702の職種のうち、コンピュータに取って代わられる可能性が高い(90%以上)仕事として、表1にある職種が挙げられています。
『The Future of Employment』で提示された“消えるかもしれない職業”の一部(表1) 表:本書より 拡大画像表示
日本においては、野村総研がオズボーンさんたちとの共同研究を行い、「日本の労働人口の49%が人工知能やロボット等で代替可能に:601種の職業ごとに、コンピューター技術による代替確率を試算」(2015)というニュースリリースを出しました(8*)。コンピュータで代替できる職種に該当する労働人口の割合は、アメリカより高い結果です。
「公認会計士」「司法書士」「弁理士」などは自動化される可能性が高く、「弁護士・裁判官・検察官」「大学教員」「パイロット」「医師」「映画監督」などは自動化の可能性は低いとされ、「ジェネラリストの総合職」ではなく「高能力のエキスパート」が求められるようになると考察しています(9*)。

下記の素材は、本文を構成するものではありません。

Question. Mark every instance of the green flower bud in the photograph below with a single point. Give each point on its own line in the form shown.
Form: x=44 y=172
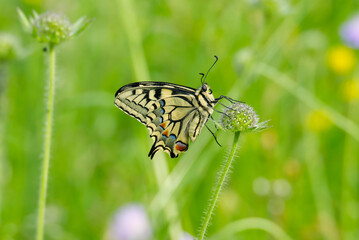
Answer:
x=52 y=28
x=240 y=117
x=9 y=47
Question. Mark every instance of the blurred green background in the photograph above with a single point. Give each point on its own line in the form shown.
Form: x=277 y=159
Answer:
x=284 y=58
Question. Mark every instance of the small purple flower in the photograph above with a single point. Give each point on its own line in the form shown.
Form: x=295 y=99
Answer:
x=349 y=31
x=130 y=223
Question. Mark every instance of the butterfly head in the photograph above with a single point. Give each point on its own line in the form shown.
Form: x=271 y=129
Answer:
x=204 y=89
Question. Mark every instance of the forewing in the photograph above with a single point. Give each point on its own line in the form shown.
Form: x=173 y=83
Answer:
x=169 y=111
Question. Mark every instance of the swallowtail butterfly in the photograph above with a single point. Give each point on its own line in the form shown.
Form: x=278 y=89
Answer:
x=172 y=113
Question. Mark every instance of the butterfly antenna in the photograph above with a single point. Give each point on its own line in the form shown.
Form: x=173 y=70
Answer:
x=211 y=67
x=202 y=74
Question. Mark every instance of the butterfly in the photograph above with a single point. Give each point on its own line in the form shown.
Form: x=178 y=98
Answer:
x=172 y=113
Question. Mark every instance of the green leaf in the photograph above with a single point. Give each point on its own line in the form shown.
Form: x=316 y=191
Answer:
x=24 y=21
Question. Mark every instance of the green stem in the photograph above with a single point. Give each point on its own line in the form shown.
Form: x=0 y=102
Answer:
x=217 y=192
x=47 y=146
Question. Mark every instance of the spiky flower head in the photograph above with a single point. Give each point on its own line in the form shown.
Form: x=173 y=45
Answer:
x=240 y=117
x=9 y=47
x=52 y=28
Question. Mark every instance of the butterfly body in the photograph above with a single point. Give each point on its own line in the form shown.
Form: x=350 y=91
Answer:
x=172 y=113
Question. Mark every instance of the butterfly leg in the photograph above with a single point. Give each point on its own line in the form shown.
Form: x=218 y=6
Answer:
x=228 y=99
x=221 y=112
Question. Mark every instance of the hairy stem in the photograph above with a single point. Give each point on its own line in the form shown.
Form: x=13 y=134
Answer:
x=47 y=145
x=223 y=175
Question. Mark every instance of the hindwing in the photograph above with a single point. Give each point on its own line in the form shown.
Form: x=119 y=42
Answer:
x=172 y=113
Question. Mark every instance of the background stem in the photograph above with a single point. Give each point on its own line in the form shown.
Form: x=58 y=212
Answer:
x=47 y=146
x=223 y=176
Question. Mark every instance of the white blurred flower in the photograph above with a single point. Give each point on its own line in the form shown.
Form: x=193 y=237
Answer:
x=261 y=186
x=349 y=32
x=130 y=223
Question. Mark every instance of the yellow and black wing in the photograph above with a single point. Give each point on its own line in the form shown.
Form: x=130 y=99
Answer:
x=172 y=113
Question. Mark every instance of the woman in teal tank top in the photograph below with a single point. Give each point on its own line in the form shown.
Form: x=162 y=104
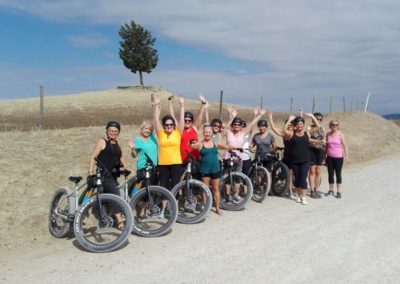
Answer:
x=210 y=170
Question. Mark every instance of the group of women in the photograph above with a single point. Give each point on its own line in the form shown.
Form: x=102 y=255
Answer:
x=170 y=142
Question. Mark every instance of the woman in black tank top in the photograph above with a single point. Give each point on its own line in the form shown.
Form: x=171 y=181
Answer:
x=108 y=152
x=299 y=153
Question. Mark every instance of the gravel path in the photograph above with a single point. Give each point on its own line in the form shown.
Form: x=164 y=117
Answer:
x=354 y=239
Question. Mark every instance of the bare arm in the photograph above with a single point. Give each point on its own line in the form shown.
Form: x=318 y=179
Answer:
x=345 y=148
x=181 y=123
x=171 y=108
x=199 y=118
x=156 y=113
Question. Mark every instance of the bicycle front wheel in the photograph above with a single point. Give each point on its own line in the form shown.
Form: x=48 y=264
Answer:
x=236 y=191
x=59 y=216
x=260 y=180
x=154 y=210
x=103 y=223
x=194 y=201
x=280 y=178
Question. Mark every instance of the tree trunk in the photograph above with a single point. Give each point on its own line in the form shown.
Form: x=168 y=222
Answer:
x=141 y=78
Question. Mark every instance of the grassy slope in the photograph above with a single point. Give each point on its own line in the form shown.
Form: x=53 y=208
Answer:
x=35 y=163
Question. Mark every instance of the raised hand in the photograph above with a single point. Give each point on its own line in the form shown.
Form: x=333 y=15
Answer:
x=202 y=99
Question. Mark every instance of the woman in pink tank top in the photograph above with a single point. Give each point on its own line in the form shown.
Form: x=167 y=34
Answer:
x=336 y=152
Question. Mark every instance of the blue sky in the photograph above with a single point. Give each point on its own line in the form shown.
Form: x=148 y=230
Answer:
x=274 y=49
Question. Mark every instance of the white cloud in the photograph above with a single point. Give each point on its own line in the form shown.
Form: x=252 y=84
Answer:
x=87 y=41
x=311 y=47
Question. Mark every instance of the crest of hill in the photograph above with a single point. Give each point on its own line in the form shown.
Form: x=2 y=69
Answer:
x=127 y=105
x=35 y=163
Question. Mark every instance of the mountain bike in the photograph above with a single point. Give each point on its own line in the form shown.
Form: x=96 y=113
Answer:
x=154 y=207
x=279 y=173
x=236 y=188
x=260 y=179
x=94 y=219
x=193 y=196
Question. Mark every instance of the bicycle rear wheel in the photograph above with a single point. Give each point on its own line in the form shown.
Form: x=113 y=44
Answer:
x=236 y=191
x=96 y=227
x=280 y=178
x=194 y=201
x=260 y=180
x=149 y=220
x=59 y=216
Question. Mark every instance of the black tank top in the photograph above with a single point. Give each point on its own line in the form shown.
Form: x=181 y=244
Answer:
x=110 y=156
x=300 y=152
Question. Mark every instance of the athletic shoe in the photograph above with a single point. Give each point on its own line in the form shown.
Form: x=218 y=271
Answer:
x=199 y=207
x=237 y=198
x=330 y=192
x=189 y=207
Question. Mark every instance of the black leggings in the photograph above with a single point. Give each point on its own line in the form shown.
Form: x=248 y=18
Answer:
x=334 y=166
x=300 y=173
x=169 y=175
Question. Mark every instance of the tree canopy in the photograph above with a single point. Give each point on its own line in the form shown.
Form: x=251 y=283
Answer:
x=136 y=49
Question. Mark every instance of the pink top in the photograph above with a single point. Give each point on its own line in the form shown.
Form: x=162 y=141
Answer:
x=334 y=145
x=234 y=140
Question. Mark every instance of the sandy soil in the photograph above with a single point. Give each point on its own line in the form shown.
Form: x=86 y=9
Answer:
x=349 y=240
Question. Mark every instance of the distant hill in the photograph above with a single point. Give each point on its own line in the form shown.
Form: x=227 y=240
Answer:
x=392 y=116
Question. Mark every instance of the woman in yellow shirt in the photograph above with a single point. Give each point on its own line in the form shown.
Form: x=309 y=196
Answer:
x=169 y=134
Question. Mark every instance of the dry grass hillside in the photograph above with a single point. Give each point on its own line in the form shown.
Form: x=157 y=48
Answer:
x=129 y=106
x=35 y=163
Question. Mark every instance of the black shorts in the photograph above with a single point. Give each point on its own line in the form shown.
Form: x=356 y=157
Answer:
x=317 y=156
x=216 y=175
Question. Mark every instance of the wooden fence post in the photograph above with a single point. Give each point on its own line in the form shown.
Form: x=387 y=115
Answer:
x=313 y=109
x=344 y=104
x=291 y=105
x=220 y=104
x=41 y=88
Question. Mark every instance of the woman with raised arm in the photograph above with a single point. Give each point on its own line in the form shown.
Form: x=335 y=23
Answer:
x=286 y=151
x=169 y=133
x=190 y=129
x=299 y=153
x=336 y=151
x=144 y=143
x=108 y=152
x=210 y=170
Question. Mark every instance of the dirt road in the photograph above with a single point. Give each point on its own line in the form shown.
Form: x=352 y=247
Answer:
x=355 y=239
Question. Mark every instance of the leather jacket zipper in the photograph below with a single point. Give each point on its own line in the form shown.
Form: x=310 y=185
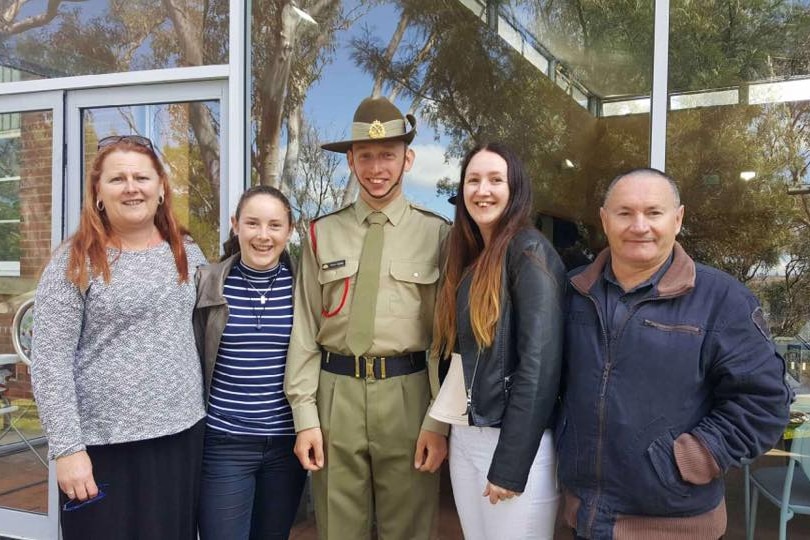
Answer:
x=673 y=327
x=472 y=382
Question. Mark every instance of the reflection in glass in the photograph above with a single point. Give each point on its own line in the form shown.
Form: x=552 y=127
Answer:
x=532 y=74
x=25 y=233
x=186 y=138
x=41 y=39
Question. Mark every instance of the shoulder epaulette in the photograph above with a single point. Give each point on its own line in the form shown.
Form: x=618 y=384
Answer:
x=430 y=212
x=333 y=212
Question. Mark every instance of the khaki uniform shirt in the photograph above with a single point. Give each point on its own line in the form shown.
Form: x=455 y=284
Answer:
x=409 y=276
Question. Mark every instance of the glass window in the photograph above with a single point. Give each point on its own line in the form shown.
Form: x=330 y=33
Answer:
x=738 y=142
x=9 y=194
x=558 y=81
x=44 y=39
x=26 y=176
x=186 y=138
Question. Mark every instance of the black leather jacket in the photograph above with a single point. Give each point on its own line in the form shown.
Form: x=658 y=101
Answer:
x=514 y=383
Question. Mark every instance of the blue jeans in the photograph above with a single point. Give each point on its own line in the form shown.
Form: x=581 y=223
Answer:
x=251 y=487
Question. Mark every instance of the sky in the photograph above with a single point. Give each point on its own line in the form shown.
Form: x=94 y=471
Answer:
x=332 y=100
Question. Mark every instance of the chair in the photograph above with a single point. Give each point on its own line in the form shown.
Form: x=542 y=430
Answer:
x=21 y=339
x=788 y=487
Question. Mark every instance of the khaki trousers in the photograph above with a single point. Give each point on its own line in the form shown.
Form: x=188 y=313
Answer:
x=370 y=430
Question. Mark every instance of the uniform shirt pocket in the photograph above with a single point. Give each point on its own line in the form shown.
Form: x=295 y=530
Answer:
x=410 y=281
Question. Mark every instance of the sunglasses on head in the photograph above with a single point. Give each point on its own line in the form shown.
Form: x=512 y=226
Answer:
x=134 y=139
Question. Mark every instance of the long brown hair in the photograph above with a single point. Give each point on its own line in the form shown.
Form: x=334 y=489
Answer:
x=466 y=252
x=231 y=245
x=90 y=241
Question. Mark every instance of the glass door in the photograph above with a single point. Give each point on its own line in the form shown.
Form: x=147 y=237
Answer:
x=30 y=226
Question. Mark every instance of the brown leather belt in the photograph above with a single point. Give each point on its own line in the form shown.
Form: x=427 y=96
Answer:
x=373 y=367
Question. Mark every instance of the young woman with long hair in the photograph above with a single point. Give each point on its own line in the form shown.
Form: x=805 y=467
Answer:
x=115 y=371
x=500 y=310
x=252 y=480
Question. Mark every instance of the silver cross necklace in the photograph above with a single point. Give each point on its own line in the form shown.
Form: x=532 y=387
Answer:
x=262 y=293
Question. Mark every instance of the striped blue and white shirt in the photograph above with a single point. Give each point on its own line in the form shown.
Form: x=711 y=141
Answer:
x=247 y=395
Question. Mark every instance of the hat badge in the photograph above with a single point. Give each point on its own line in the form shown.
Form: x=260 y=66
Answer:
x=376 y=130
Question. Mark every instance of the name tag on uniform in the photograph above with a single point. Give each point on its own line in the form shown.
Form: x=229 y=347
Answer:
x=333 y=264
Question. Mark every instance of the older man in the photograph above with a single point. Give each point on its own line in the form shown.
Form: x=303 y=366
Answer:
x=356 y=377
x=670 y=378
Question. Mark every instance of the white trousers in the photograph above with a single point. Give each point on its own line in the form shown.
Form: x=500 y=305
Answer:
x=531 y=515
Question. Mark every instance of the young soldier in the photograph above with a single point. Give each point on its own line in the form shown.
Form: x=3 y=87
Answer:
x=356 y=377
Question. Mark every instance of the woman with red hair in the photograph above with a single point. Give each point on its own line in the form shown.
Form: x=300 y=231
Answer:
x=116 y=374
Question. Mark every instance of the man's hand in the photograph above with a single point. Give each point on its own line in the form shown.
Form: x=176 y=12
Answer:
x=431 y=449
x=497 y=493
x=309 y=449
x=74 y=473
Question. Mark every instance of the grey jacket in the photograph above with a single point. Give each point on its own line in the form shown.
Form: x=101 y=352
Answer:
x=211 y=311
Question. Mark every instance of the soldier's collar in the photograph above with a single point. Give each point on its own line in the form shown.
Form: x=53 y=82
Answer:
x=394 y=211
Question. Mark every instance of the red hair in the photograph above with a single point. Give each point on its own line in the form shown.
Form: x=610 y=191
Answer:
x=90 y=241
x=467 y=252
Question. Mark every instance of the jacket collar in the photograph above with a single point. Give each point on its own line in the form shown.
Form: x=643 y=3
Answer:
x=212 y=295
x=394 y=211
x=678 y=279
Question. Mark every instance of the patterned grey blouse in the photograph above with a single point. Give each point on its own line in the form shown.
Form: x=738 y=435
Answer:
x=118 y=362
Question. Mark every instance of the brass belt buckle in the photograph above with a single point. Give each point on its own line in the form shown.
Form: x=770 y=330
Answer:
x=369 y=368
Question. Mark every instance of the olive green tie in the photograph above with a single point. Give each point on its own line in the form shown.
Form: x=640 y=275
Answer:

(9*)…https://www.mhlw.go.jp/file/05-Shingikai-12602000-Seisakutoukatsukan-Sanjikanshitsu_Roudouseisakutantou/0000186905.pdf
上の表では、具体的な職種についてはほんの一部だけを抜粋していますので、現在の自分の仕事がこのなかには該当していなかったとしても、全体としてはアメリカでも日本でも労働人口の半分近くが、AIに仕事を奪われてしまうという予測です。だとすると、半分近くの人は「無用者階級」になってしまうリスクがありますので、今の仕事の専門性ではない、何か新しい専門性に目を向けておく必要があるということになります。
AIが苦手な領域の
専門性を身につける
「アルファ碁ゼロ」の事例にあるように、これから身につける専門性は、ゼロから学習してもあっという間に人類を超えるレベルまで知能を進化させられるAIが「苦手な領域」であったほうが望ましいといえます。プログラミングや英語、会計など、ビジネスパーソンにとって重要視されている高度なスキルも、AIの得意領域に入ってしまっていますので、そういった専門性の価値は、今後急速になくなっていく可能性があります。
現状、AIが不得意で人間のほうが優れていると考えられている能力は、「創造的思考」や「社会的知性」です。創造的思考とは、抽象的な概念を整理したり創出する力で、社会的知性とは、交渉や説得といった高度なコミュニケーションもしくは他者とのコラボレーションをする力になります。こういった力を活かせる専門性を身につけていけば、生き残れる可能性が高いということです。
『替えがきかない人材になるための専門性の身につけ方』(フォレスト出版)国分峰樹 著
自分の仕事が自動化されることはなかなかイメージがしにくいかもしれませんが、わかりやすい例を挙げると、自動改札機ができたことで切符切りをする駅員さんがいなくなったのは、新たなシステムによって業務効率化が実現したケースといえます。
今後起こりそうな事例としては、エクセルやワード、パワーポイントで資料作成する仕事も、人間ならではの創造的思考を発揮する内容でなければ、自動改札機と同じように、AIなどによってシステム化されていく流れにあると考えられます。
一度システム化されると、その仕事が復活することは二度とありませんので、テクノロジーの進化とともに専門性は常に移り変わる、ということを意識するのが大切です。仕事が自動化されていくのは決して悪いことではなく、機械による効率化が実現することで、人間は人間にしかできないような、創造的でより付加価値の高い仕事に専念できるようになります。